A federal judge has recommended dismissal of a U.S. government lawsuit accusing Bank of America Corp of defrauding investors into buying about $855 million of mortgage securities that soured during the global financial crisis.
If it stands, Thursday's ruling by U.S. Magistrate Judge David Cayer in Charlotte, North Carolina could mark a serious setback for the U.S. Department of Justice in its effort to fight fraud in the sale of mortgage securities.
Cayer said the government fell short of demonstrating that any false statements the bank may have made were material, or that the governing law covered the securities sales.
Less than two hours later, the Justice Department filed court papers saying it plans to object to Cayer's findings.
The lawsuit, which sought civil penalties, was a product of President Obama's Residential Mortgage-Backed Securities Working Group, which includes the Justice Department and other federal and state regulators.
It is one of several in which the government has relied on a law adopted after the 1980s savings and loan scandals, the Financial Institutions Reform, Recovery and Enforcement Act, to punish alleged misconduct causing the financial crisis.
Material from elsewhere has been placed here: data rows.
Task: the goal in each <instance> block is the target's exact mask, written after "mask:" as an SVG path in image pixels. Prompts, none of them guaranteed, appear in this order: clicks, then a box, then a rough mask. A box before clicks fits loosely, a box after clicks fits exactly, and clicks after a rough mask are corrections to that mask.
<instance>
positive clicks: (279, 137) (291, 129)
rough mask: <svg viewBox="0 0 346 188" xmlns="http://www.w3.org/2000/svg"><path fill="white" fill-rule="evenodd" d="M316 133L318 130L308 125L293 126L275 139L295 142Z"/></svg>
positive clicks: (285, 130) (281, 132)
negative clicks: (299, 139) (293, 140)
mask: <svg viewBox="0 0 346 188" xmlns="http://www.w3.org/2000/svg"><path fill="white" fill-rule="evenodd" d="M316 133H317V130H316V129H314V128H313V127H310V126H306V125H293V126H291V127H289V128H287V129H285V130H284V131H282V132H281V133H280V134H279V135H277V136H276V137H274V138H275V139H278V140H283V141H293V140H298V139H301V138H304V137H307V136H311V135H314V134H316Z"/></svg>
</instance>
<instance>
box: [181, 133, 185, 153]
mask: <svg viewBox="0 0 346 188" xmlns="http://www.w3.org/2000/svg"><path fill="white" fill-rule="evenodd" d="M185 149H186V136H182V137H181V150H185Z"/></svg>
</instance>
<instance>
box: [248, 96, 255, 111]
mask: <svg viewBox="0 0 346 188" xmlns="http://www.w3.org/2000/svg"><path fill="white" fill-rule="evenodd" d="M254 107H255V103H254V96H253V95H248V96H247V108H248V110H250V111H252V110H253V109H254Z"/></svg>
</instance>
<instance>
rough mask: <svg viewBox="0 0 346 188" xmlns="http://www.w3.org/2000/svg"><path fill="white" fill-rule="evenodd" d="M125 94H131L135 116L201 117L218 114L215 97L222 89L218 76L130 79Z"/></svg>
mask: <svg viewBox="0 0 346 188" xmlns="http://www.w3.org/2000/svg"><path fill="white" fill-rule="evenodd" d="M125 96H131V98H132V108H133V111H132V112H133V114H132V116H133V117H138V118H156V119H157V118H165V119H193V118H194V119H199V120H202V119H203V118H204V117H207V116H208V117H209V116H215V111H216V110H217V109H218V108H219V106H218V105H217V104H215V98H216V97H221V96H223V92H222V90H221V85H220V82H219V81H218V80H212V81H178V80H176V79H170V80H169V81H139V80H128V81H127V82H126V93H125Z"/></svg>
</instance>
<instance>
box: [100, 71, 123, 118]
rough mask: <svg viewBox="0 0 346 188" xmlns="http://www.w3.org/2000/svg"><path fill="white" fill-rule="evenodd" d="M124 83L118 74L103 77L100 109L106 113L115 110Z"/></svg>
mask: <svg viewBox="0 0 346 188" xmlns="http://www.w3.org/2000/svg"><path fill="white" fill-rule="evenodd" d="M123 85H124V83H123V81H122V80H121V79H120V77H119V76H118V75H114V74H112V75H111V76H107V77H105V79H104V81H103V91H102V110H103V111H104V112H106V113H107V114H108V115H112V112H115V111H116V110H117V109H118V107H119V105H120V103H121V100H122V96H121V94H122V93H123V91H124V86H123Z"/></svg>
That law has a 10-year statute of limitations, double the usual length in securities fraud cases, which the government took advantage of when it sued Bank of America last August over alleged misconduct dating from early 2008.
Bank of America was accused of misleading Wachovia Corp, now owned by Wells Fargo & Co, and the Federal Home Loan Bank of San Francisco about risks in the $855 million offering, from which they bought about 98 percent of the securities.
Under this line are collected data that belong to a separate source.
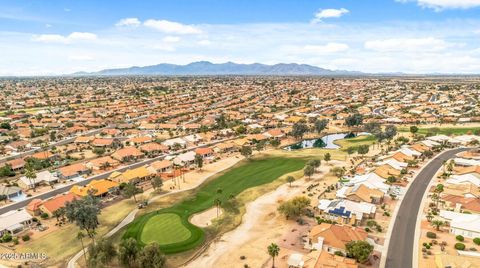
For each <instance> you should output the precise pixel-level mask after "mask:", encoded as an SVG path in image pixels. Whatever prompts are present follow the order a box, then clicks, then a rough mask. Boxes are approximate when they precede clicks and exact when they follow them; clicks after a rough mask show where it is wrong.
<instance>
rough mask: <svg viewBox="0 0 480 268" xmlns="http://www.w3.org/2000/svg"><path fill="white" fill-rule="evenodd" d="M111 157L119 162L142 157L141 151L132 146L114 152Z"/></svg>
mask: <svg viewBox="0 0 480 268" xmlns="http://www.w3.org/2000/svg"><path fill="white" fill-rule="evenodd" d="M111 157H112V158H113V159H116V160H118V161H120V162H128V161H133V160H137V159H139V158H141V157H143V153H142V152H141V151H140V150H138V149H137V148H135V147H133V146H127V147H124V148H122V149H119V150H117V151H116V152H114V153H113V154H112V155H111Z"/></svg>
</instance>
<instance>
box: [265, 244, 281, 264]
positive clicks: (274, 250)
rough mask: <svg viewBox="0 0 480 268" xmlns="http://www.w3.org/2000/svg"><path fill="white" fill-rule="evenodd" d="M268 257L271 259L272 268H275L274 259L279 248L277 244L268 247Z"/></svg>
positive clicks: (279, 248)
mask: <svg viewBox="0 0 480 268" xmlns="http://www.w3.org/2000/svg"><path fill="white" fill-rule="evenodd" d="M267 249H268V255H270V257H272V268H275V257H277V256H278V253H279V252H280V247H278V245H277V244H275V243H272V244H270V246H268V248H267Z"/></svg>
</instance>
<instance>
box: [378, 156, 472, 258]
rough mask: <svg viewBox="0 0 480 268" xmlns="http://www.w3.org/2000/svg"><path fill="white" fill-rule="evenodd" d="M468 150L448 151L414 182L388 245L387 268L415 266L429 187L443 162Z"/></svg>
mask: <svg viewBox="0 0 480 268" xmlns="http://www.w3.org/2000/svg"><path fill="white" fill-rule="evenodd" d="M466 150H468V149H467V148H458V149H453V150H450V151H446V152H444V153H442V154H440V155H438V156H437V157H435V158H434V159H433V160H432V161H430V162H429V163H428V164H427V166H425V167H424V168H423V169H422V171H421V172H420V173H419V174H418V175H417V177H416V178H415V180H413V181H412V184H411V185H410V188H409V189H408V191H407V193H406V194H405V196H404V198H403V201H402V204H401V205H400V209H399V210H398V214H397V217H396V219H395V223H394V226H393V231H392V235H391V237H390V242H389V245H388V252H387V260H386V264H385V267H387V268H411V267H412V265H413V251H414V244H415V243H414V242H415V239H416V237H415V227H416V223H417V215H418V212H419V209H420V205H421V203H422V199H423V196H424V193H425V191H426V190H427V187H428V185H429V183H430V181H431V180H432V178H433V177H434V176H435V174H436V173H437V171H438V170H439V169H440V168H441V167H442V165H443V162H444V161H446V160H449V159H451V158H453V157H455V155H456V154H457V153H459V152H462V151H466Z"/></svg>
While the securities were backed by 1,191 seemingly safe "jumbo" adjustable-rate mortgages, the government said more than 40 percent of these home loans did not comply with Bank of America's underwriting standards.
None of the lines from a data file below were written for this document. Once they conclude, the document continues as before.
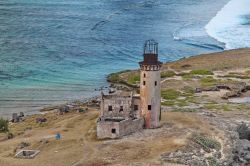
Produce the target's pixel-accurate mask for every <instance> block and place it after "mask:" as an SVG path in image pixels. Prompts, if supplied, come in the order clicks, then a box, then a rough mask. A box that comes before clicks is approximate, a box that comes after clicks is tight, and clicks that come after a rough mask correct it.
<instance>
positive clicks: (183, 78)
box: [179, 73, 193, 80]
mask: <svg viewBox="0 0 250 166" xmlns="http://www.w3.org/2000/svg"><path fill="white" fill-rule="evenodd" d="M179 76H181V77H182V78H183V79H184V80H187V79H191V78H193V75H192V74H190V73H180V74H179Z"/></svg>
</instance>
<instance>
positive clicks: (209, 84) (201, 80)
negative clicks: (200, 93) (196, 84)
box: [200, 76, 217, 86]
mask: <svg viewBox="0 0 250 166" xmlns="http://www.w3.org/2000/svg"><path fill="white" fill-rule="evenodd" d="M200 83H201V86H212V85H215V84H216V83H217V80H216V79H214V78H213V77H212V76H207V77H203V78H201V79H200Z"/></svg>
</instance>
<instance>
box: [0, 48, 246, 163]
mask: <svg viewBox="0 0 250 166" xmlns="http://www.w3.org/2000/svg"><path fill="white" fill-rule="evenodd" d="M249 55H250V49H239V50H232V51H225V52H222V53H214V54H208V55H200V56H194V57H190V58H184V59H181V60H178V61H174V62H170V63H166V64H164V65H163V70H162V73H161V77H162V80H161V87H162V92H161V93H162V120H161V123H162V126H161V127H160V128H158V129H155V130H144V131H142V132H139V133H135V134H132V135H129V136H126V137H124V138H122V139H117V140H97V139H96V119H97V117H98V110H99V103H100V100H99V98H98V97H95V98H91V99H88V100H86V101H75V102H71V103H66V104H63V105H60V106H53V107H48V108H44V109H42V110H41V113H40V114H35V115H29V116H24V117H23V118H22V119H21V120H20V121H18V122H17V123H10V124H9V133H0V162H1V164H2V163H3V165H10V166H11V165H13V166H15V165H37V166H40V165H41V166H42V165H62V166H64V165H65V166H66V165H74V166H81V165H131V164H132V165H168V164H172V165H192V166H196V165H197V166H206V165H207V166H238V165H239V166H241V165H242V166H244V165H249V164H250V157H249V156H250V141H249V140H250V128H249V126H250V120H249V116H250V113H249V110H250V103H233V102H230V101H229V100H228V99H229V98H232V97H237V98H239V97H250V91H249V85H250V63H249ZM232 59H234V60H232ZM235 59H237V61H236V60H235ZM107 79H108V81H109V82H110V87H106V88H105V90H106V93H110V94H113V93H117V92H121V91H134V93H138V82H139V75H138V71H137V70H133V71H128V70H127V71H123V72H119V73H113V74H111V75H109V76H108V78H107ZM10 133H11V134H12V136H11V137H8V136H9V134H10ZM58 133H59V134H60V139H56V137H55V136H56V135H57V134H58ZM24 149H32V150H39V151H40V153H39V154H38V155H37V157H35V158H33V159H29V160H28V159H27V160H20V159H18V158H15V157H14V156H15V154H16V152H17V151H18V150H24ZM114 152H115V153H114ZM62 156H63V157H62ZM145 158H147V160H145Z"/></svg>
The government claimed civil penalties under FIRREA based on the bank's alleged violations of laws to fight fraud in "loan and credit applications" and prohibit various false statements.
Cayer, however, said the first law has been applied "consistently" to "traditional customer related bank activities such as loans," and thus did not cover securities purchases.
He also said the government failed to show as required that any false statements were "material" to the Federal Housing Finance Board, which regulated the FHLB-San Francisco, or that either of those entities ever complained.
Bank of America spokesman Lawrence Grayson said the Charlotte-based bank is pleased with the recommendation.
The bank had accused the Justice Department of stretching FIRREA beyond recognition to create "an unprecedented, new regime for regulating securities - in addition to and inevitably inconsistent with the federal securities laws."
U.S. District Judge Max Cogburn will now review Cayer's recommendation. While magistrate judges' recommendations do not bind district judges, they are often followed.
Cayer's recommendation does not affect a related lawsuit brought by the U.S. Securities and Exchange Commission.
On Wednesday, Bank of America agreed to pay $6.3 billion in cash to resolve lawsuits over the sale of defective mortgage securities to Fannie Mae and Freddie Mac.
Since 2010, Bank of America has agreed to pay well over $50 billion to settle legal and other claims stemming from the nation's housing and financial crises.
Much of that sum, including part of Wednesday's settlement, is linked to Countrywide Financial Corp and Merrill Lynch & Co, both of which Bank of America bought. The North Carolina cases relate to the bank's own alleged misconduct.
The case is U.S. v. Bank of America Corp et al, U.S. District Court, Western District of North Carolina, No. 13-00446.